Data of stable isotopes obtained from glaciers and tree rings on the Tibetan Plateau are useful in restricting the paleoclimate. It is important to meteorologically analyze stable isotopes in precipitation over the Tibetan Plateau, which are affected by complicated atmospheric circulation processes, because the ratio of stable isotopes in precipitation based on the transport process is affected by atmospheric circulation. However, this approach has not yet been well implemented.
Data of temporally and spatially stable isotopes in precipitation were obtained over the Tibetan Plateau and Nepal during a field campaign of the Global Energy and Water Experiment Asian Monsoon Experiment/Tibet in 1998. The data reveal a relationship between stable isotopes in precipitation over the Tibetan Plateau and active/break variations of the Indian monsoon.
During a break phase, low δ¹⁸O values and low d-excess values were observed at all observational sites.
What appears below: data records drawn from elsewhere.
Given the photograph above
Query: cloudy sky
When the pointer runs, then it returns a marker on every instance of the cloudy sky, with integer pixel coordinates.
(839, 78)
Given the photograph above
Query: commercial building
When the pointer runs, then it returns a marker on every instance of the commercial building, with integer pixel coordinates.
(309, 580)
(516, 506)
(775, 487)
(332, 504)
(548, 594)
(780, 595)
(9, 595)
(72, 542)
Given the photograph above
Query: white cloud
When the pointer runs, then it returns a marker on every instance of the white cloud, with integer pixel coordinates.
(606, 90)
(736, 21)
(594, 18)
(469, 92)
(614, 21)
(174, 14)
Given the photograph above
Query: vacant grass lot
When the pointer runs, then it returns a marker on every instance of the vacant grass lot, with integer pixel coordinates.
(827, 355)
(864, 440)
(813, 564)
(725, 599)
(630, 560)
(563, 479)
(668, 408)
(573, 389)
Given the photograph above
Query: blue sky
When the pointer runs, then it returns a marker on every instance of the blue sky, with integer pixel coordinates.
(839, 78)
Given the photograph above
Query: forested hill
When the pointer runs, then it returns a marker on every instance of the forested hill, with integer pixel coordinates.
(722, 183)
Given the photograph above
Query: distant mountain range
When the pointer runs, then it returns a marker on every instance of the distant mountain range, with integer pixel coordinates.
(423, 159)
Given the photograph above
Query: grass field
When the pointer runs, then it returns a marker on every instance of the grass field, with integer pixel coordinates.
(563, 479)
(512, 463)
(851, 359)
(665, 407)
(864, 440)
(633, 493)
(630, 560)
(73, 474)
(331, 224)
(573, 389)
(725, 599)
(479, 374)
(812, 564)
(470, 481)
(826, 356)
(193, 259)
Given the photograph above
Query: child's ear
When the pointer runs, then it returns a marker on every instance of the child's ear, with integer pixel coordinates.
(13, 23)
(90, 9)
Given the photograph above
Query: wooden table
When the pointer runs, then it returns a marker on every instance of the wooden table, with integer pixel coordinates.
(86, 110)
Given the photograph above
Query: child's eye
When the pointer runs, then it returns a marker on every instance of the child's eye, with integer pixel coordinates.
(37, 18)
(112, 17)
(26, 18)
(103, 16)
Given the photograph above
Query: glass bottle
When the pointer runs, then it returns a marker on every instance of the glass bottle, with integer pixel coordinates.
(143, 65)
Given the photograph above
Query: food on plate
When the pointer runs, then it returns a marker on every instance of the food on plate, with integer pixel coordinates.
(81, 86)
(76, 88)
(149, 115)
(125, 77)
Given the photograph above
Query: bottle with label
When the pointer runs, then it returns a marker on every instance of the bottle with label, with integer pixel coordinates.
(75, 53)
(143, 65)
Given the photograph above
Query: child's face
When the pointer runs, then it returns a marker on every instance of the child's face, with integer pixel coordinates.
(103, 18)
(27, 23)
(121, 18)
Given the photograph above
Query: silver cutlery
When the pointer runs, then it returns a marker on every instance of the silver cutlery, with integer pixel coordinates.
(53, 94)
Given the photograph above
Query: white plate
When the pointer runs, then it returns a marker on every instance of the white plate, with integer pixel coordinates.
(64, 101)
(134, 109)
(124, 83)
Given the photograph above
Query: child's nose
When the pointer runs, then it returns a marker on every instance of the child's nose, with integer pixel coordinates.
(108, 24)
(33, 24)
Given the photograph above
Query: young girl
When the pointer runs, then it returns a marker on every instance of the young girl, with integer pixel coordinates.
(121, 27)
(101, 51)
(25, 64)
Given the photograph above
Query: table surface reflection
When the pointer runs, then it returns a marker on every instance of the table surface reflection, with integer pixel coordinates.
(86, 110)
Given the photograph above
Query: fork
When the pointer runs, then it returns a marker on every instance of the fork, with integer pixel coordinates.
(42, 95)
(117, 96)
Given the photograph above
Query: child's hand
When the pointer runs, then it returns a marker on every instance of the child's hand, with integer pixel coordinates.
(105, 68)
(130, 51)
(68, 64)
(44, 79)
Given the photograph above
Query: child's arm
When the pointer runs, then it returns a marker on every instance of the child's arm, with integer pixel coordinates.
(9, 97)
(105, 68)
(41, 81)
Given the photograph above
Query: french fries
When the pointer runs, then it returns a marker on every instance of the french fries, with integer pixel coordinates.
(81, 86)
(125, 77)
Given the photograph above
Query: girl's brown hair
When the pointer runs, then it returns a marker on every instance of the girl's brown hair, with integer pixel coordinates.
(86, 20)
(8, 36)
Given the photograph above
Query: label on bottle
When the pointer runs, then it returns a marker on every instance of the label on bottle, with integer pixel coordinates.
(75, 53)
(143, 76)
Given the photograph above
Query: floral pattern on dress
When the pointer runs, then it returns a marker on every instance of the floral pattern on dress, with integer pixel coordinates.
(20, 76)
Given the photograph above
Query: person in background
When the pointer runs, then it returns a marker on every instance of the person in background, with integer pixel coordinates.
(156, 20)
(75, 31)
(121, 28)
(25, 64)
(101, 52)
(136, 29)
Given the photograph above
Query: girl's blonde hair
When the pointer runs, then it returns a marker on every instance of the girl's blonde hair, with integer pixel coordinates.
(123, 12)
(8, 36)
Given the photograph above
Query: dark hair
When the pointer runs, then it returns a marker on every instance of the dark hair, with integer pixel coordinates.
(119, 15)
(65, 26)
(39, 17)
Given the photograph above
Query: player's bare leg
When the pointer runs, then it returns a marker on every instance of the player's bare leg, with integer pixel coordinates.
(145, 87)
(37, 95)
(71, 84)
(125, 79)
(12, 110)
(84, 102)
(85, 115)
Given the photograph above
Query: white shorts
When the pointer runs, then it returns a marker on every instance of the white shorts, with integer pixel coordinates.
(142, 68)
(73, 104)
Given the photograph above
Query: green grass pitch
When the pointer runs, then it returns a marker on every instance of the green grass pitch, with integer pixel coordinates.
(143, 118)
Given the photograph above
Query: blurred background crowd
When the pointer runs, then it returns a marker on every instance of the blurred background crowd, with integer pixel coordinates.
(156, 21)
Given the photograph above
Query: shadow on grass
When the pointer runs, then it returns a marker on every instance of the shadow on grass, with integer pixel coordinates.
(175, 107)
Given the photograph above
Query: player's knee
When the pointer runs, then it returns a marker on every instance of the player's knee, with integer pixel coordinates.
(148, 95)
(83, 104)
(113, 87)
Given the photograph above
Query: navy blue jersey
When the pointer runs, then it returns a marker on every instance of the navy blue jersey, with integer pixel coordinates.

Transportation in this phase was an upslope process in which an air parcel gains altitude near the Himalayas. This trend can be explained by air parcels crossing over the Himalayas.
During an active phase, a characteristic trend of stable isotopes in precipitation over Tibetan Plateau was observed. Low δ¹⁸O and low d-excess values were observed around the south of the Tibetan Plateau (hereinafter called region 1) while high δ¹⁸O and high d-excess values were observed around the north of the Tibetan Plateau (hereinafter called region 2). The phase of region 1 coincided with the break phase, and transport might be an upslope process. However, the phase of region 2 was different because of the inland effect. To interpret the high δ¹⁸O values, we used the forward trajectory from convective cloud over central India, and examined the top height of convective cloud around region 2 over the Tibetan Plateau using measurements made by the precipitation radar onboard the Tropical Rainfall Measuring Mission satellite. Results showed that air parcels at an altitude exceeding 8,000 m in convective cloud around central India were transported to the Tibetan Plateau, and high δ¹⁸O values between 8,000 and 10,000 m in convective cloud around central India might be associated with precipitation around region 2 over the Tibetan Plateau.
To interpret the characteristics of stable isotopes in precipitation around the Tibetan Plateau, it is important to consider the active/break phase and trajectory of air parcels of the Indian monsoon. Clarifying the vertical distribution of stable isotopes in precipitation in convective cloud can improve our knowledge of the paleoclimate and help determine an isotope model in future work.